When Netflix reported Q1 results back in April, the company said it expected to lose as many as two million additional subscribers in the second quarter. In actuality, Netflix shed just half that at 970,000 subscribers during the three-month period ending June 30.

The second quarter was headlined by season four of Stranger Things. The highly anticipated original hit generated 1.3 billion hours viewed in its first four weeks to become Netflix's biggest English TV season yet. It also renewed interest in past seasons, with Netflix observing a greater than five-fold increase in views after season four dropped.

It's been a rough year for Netflix as the company's stock has lost more than 65 percent of its value since early January. Momentum has started to swing back in its favor as of late with shares currently trading at $204.55 but there is a lot of ground to make up to get back near that $600 per share valuation.

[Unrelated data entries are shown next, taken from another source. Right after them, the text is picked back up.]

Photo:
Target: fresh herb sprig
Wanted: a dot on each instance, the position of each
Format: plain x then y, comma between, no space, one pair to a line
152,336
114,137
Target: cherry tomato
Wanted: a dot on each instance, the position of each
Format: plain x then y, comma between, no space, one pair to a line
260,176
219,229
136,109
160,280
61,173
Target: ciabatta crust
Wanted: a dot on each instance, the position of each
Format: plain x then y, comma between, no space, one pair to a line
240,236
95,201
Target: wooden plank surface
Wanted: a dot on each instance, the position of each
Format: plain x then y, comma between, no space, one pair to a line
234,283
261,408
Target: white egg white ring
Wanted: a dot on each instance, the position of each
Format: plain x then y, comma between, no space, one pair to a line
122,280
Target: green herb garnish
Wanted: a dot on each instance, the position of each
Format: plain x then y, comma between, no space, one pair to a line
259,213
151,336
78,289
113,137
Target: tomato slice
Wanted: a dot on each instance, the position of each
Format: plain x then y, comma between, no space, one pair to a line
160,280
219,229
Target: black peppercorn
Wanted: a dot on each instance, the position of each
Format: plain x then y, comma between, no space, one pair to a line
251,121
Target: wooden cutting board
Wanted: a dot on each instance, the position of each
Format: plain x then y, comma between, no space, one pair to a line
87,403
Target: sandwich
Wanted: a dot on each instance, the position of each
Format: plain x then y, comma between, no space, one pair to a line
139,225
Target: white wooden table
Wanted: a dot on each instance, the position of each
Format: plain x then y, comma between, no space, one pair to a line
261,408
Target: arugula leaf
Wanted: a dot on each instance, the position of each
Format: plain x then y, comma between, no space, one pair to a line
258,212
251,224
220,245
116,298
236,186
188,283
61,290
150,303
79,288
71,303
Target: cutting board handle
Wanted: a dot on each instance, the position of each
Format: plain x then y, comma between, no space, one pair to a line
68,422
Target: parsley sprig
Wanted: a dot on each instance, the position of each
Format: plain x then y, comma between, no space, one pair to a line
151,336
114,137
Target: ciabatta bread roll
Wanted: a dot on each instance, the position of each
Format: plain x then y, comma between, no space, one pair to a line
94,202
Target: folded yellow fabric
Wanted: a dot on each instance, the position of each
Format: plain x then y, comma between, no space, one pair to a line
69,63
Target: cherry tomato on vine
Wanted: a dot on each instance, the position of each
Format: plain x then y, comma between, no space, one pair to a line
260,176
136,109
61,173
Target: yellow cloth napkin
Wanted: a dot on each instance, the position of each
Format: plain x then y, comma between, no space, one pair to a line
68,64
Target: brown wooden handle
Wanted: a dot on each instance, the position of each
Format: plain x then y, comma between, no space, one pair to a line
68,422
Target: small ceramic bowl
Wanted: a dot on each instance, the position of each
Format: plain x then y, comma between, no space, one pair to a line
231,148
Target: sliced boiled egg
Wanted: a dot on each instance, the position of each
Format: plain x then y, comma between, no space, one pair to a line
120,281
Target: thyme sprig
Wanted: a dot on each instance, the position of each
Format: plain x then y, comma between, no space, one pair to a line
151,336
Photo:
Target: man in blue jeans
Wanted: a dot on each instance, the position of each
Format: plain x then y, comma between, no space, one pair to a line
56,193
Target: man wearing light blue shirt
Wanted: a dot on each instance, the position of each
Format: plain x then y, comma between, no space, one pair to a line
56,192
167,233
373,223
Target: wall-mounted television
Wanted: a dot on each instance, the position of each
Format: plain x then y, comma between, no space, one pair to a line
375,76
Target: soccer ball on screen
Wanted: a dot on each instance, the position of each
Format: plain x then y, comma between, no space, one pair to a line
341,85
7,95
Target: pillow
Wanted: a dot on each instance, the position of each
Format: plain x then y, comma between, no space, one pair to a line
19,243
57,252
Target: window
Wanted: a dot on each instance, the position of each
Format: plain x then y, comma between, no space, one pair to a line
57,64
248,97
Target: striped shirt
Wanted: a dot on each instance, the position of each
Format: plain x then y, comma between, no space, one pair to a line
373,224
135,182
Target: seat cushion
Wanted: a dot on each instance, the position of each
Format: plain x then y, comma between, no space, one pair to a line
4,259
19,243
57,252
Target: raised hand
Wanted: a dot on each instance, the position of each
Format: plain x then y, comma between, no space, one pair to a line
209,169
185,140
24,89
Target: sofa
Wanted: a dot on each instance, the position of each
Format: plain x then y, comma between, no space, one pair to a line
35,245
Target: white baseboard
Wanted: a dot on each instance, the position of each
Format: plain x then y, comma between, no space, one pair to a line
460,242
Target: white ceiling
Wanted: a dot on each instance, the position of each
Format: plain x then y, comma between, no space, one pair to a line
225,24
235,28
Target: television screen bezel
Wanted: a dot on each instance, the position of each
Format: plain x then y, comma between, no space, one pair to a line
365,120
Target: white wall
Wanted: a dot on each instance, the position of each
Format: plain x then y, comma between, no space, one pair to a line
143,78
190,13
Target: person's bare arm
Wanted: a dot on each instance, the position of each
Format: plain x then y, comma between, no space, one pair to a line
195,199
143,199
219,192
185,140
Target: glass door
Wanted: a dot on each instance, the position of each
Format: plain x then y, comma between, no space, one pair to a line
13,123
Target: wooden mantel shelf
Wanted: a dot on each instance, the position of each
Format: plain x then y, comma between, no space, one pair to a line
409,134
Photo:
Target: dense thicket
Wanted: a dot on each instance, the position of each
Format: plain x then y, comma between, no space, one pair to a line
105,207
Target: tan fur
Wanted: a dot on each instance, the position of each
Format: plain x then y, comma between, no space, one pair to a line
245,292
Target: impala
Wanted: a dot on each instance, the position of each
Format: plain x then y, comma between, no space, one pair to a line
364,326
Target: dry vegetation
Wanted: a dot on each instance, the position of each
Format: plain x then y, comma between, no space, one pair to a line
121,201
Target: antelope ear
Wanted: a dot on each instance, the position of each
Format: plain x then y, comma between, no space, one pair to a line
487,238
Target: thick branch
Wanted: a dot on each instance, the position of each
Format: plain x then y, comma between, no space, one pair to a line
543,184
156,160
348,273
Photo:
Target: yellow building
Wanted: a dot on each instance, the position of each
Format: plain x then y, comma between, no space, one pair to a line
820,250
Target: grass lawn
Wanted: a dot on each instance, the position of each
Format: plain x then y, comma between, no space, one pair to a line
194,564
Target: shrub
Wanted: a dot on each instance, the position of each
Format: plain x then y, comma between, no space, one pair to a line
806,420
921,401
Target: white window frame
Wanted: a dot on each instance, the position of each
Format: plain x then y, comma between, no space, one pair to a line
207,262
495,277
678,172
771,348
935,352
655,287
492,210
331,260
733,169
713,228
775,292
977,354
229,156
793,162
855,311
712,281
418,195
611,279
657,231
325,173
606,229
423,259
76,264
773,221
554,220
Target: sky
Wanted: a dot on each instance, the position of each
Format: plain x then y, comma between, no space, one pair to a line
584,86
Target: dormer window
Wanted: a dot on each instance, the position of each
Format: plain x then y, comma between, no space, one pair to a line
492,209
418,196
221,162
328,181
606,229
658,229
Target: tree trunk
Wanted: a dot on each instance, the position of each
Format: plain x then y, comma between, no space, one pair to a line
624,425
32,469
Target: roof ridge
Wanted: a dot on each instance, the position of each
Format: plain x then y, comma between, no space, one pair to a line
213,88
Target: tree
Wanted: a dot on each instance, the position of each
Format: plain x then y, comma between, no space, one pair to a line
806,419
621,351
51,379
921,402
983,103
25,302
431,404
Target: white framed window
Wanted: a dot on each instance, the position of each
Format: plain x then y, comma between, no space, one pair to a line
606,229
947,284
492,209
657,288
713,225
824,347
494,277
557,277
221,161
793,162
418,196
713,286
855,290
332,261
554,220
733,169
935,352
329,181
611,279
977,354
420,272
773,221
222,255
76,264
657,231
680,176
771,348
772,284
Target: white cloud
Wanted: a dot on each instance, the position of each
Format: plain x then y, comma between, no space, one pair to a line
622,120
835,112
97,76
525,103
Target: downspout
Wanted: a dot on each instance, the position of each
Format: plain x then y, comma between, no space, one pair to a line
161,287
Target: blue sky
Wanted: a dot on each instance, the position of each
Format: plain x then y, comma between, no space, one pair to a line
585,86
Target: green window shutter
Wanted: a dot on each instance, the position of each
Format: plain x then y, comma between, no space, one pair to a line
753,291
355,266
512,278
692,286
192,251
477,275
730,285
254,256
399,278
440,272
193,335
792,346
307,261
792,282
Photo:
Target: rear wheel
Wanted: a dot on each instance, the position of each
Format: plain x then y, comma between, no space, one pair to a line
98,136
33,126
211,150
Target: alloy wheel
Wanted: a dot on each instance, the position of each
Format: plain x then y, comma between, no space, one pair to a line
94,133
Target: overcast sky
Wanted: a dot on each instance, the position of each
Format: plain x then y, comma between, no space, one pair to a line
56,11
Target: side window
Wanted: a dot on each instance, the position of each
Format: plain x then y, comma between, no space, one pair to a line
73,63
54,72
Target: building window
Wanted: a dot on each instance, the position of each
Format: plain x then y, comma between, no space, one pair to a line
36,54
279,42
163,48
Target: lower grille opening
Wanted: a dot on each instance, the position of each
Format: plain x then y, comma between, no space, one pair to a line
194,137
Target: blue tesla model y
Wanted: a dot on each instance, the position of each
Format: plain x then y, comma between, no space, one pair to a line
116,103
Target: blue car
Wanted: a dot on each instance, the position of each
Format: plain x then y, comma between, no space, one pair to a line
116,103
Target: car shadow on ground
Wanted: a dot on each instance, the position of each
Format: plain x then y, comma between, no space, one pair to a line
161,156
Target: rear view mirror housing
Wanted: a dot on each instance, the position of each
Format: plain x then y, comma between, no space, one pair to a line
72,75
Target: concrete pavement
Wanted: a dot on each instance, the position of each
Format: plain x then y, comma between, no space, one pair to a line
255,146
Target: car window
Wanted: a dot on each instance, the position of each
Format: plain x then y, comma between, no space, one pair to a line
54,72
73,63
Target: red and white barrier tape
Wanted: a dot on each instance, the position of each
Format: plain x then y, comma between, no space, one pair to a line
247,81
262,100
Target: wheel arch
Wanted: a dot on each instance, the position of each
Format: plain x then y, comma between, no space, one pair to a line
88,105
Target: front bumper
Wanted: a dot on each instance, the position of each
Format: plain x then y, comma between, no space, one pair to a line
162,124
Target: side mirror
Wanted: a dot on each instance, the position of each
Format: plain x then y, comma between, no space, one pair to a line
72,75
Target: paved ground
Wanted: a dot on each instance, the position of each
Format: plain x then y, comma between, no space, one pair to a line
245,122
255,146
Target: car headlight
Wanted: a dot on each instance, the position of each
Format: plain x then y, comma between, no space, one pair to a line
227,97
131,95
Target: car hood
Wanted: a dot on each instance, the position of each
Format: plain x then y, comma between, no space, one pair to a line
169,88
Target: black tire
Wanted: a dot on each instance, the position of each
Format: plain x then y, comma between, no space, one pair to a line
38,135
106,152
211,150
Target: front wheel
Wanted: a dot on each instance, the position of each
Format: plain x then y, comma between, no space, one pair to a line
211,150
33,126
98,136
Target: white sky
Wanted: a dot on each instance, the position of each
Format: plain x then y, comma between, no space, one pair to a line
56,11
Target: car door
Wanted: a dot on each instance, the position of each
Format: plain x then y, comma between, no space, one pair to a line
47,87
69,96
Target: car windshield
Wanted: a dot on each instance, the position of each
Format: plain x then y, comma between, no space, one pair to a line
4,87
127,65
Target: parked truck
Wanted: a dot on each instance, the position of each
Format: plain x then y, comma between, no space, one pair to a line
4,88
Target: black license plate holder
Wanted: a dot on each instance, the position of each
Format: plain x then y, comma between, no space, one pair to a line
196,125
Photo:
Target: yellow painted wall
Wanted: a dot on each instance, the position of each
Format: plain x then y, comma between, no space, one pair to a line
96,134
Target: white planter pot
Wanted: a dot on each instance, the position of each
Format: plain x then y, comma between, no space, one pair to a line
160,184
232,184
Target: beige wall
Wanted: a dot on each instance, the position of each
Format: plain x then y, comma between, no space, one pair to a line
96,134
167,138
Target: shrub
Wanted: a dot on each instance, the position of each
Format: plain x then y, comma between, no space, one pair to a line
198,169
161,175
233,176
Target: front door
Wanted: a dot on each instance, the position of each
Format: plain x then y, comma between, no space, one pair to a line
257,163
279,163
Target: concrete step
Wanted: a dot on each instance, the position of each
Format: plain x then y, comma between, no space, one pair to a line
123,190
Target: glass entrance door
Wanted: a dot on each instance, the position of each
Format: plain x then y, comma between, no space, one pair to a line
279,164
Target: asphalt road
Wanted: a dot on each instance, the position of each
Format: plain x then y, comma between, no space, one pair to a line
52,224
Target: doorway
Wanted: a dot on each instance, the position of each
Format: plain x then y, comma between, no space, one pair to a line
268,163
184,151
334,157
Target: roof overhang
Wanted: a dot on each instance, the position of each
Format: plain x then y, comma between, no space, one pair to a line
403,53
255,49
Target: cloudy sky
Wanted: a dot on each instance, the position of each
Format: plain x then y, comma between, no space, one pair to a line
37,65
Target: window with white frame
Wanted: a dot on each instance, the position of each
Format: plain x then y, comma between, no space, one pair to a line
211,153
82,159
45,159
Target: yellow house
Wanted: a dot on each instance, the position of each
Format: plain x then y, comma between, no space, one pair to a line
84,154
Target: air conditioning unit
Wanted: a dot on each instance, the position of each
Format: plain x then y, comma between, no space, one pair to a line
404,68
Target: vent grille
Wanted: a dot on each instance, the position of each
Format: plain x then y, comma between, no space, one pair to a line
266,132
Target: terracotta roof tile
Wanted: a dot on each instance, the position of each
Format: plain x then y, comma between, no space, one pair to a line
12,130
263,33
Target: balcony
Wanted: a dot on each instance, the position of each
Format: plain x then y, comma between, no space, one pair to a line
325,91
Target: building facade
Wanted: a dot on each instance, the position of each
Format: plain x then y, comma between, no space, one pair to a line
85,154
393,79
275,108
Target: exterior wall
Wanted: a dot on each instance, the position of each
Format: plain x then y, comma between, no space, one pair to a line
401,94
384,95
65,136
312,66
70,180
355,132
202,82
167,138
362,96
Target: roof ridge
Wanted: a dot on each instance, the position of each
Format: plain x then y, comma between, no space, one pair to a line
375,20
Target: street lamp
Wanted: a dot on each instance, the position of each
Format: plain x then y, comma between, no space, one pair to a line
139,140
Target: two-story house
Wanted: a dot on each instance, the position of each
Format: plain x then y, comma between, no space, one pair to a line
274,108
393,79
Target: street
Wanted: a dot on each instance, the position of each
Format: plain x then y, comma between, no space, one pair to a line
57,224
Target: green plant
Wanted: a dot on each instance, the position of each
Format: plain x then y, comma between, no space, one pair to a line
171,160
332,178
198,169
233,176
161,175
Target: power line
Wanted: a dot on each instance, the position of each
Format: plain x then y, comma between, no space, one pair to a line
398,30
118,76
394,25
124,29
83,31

Looking ahead to the third quarter, Netflix expects to add around a million subscribers. That's nowhere near the 4.4 million additions in the same quarter of the previous year, but any growth is better than further losses.

In related news, Netflix said its ad-supported tier will launch sometime in early 2023 as a lower-cost alternative to existing ad-free plans.

As announced before, Netflix is partnering with Microsoft to power the ad experience. It'll likely launch in a handful of markets initially in order to allow Netflix to iterate quickly as the offering expands.

Netflix also provided an update on the password sharing front, noting that it is in the early stages of monetizing the 100 million+ households that enjoy the service without directly paying for it. Testing of two different approaches is now underway in Latin America to help identify an easy-to-use paid sharing solution that can be rolled out in 2023.